Setelah diperiksa, dokter puskesmas menyarankan agar neneknya itu dibawa ke rumah sakit untuk diperiksa lebih lanjut karena keterbatasan alat di puskesmas tersebut. Andi bingung harus berbuat apa, karena penghasilannya sebagai penjual es dan kuli panggul pasti tidak akan mencukupi biaya periksa dan beli obat di rumah sakit . “sudah nak, nenek tidak apa-apa, kita tidak usah ke rumah sakit” ucap nenek berusaha menenangkan kegundahan hati Andi, “tapi nek, nenek harus dibawa ke rumah sakit” jawab andi, “sudah tidak papa, kamu tenang saja, nenek akan segera sembuh” jawab nenek, Andi hanya terdiam melihat wajah neneknya yang pucat itu. Dengan terpaksa, Andi pun membawa pulang neneknya ke rumah, tidak jadi ke rumah sakit karena tidak ada biaya.
3 hari kemudian, Andi ingin berangkat sekolah, seperti biasanya, Andi selalu mencium tangan neneknya sebelum pergi sekolah, “kamu belajar yang rajin ya nak, nenek mau kamu menjadi orang yang sukses” ucap nenek kepada Andi, entah ada firasat apa, nenek Andi mengucap begitu. Ketika keluar kamar neneknya, Andi seperti kelupaan sesuatu, ia menengok ke neneknya lagi, tapi setelah ia sadari tidak ada barang yang ketinggalan, Andi bergegas berangkat ke sekolah. Sepulang sekolah, hari terasa mendung, Andi segera pulang agar sampai di rumah secepatnya, sebelum hujan turun. Ketika sampai di depan rumahnya, betapa terkejutnya dia, banyak orang di rumahnya dan ada bendera kuning tanda ada orang meninggal, Andi segera masuk dan langsung bertekuk lemas saat ia tahu bahwa yang meninggal itu adalah neneknya. “nenek..nenek.. bangun...” teriak Andi sambil tangannya meraih tangan neneknya dan mencium tangan neneknya tersebut, matanya tak henti-hentinya mengeluarkan air mata karena tidak percaya neneknya itu sudah dipanggil sang Kuasa. Seusai pemakaman, tak lupa Andi membacakan surat yasin untuk neneknya itu.
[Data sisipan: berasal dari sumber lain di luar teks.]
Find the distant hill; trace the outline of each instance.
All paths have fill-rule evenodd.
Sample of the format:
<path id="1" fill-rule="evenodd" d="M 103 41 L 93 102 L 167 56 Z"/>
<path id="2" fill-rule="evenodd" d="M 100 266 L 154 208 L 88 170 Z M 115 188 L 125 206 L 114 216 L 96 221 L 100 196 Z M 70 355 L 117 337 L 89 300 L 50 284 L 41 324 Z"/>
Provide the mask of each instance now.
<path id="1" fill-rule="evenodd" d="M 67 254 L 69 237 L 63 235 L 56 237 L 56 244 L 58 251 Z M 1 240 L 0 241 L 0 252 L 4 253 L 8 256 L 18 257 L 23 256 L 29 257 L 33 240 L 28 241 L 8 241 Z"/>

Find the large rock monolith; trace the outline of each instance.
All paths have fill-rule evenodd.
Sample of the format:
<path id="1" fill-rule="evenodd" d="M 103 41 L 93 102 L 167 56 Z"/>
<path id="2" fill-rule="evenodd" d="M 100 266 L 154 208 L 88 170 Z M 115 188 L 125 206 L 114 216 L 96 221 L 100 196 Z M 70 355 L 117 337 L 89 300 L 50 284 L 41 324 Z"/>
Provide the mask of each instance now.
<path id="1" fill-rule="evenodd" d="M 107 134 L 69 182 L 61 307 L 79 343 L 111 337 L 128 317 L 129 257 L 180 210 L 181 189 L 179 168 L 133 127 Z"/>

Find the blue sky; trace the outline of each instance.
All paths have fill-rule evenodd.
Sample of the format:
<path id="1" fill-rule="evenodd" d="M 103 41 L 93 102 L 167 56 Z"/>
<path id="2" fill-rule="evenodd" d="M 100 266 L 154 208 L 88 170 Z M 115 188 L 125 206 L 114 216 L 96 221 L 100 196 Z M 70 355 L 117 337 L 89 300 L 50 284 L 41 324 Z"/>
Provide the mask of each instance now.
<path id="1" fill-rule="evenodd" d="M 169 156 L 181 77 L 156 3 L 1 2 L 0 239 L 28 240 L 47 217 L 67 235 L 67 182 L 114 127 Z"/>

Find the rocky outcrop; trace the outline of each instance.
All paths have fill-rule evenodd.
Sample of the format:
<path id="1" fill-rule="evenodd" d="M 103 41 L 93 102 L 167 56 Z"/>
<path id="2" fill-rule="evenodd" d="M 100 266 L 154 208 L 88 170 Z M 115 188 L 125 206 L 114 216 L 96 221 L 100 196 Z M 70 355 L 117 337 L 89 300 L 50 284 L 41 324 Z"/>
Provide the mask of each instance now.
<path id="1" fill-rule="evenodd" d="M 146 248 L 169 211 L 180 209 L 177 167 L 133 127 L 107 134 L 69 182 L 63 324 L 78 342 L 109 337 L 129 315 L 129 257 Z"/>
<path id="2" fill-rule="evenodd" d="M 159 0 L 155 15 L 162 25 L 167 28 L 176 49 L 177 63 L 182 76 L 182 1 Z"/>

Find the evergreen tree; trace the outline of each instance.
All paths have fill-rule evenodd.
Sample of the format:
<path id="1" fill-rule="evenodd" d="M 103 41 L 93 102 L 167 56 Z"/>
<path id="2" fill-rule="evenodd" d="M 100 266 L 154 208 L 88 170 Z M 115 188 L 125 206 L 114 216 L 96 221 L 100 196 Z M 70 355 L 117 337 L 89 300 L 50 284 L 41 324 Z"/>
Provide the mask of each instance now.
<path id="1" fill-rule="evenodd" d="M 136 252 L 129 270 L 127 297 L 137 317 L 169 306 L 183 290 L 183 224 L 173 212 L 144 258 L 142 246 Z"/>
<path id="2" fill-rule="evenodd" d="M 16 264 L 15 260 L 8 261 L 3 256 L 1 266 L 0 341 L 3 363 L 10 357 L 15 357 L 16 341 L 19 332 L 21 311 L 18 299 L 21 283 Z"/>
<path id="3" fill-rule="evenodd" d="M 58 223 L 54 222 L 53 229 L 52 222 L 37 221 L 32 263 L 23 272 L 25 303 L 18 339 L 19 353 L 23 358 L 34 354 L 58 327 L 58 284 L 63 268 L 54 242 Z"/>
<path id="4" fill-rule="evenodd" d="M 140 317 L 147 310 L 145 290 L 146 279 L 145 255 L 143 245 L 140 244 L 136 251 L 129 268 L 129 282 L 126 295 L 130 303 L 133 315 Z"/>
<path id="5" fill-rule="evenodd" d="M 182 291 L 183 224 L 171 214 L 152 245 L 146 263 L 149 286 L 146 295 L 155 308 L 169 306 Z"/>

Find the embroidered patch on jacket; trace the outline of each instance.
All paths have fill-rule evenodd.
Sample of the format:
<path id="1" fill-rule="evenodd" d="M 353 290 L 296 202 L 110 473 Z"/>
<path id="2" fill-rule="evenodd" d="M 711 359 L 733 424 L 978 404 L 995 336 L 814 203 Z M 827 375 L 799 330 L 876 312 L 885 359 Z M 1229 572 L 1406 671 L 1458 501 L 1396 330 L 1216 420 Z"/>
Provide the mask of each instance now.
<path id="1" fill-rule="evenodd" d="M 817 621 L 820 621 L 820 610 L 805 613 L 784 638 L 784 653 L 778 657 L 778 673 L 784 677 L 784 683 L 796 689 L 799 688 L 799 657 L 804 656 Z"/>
Beberapa hari kemudian, setelah kepergian neneknya tersebut, Andi merasa kehidupannya sangat hampa, orang yang disayanginya sudah dipanggil sang Maha Pencipta. Andi bagaikan kehilangan arah, saat itu juga Andi rindu kepada neneknya dan ia ingat perkataan neneknya yang terakhir sebelum ia meninggal dunia, bahwa ia harus menjadi orang yang sukses, ingat akan perkataan neneknya tersebut, andi bangkit dan menjalani kehidupan dengan semangat lagi seperti hari-hari biasa saat neneknya masih hidup. Setelah Andi tamat dari SMA, dia melamar kerja di berbagai tempat, karena Andi adalah seseorang yang pintar, mudah bagi dia untuk mendapatkan pekerjaan yang layak. Kehidupan Andi mulai berubah, dia mulai menjadi seorang yang sukses, dia telah menjalankan keinginan neneknya agar dirinya menjadi sukses.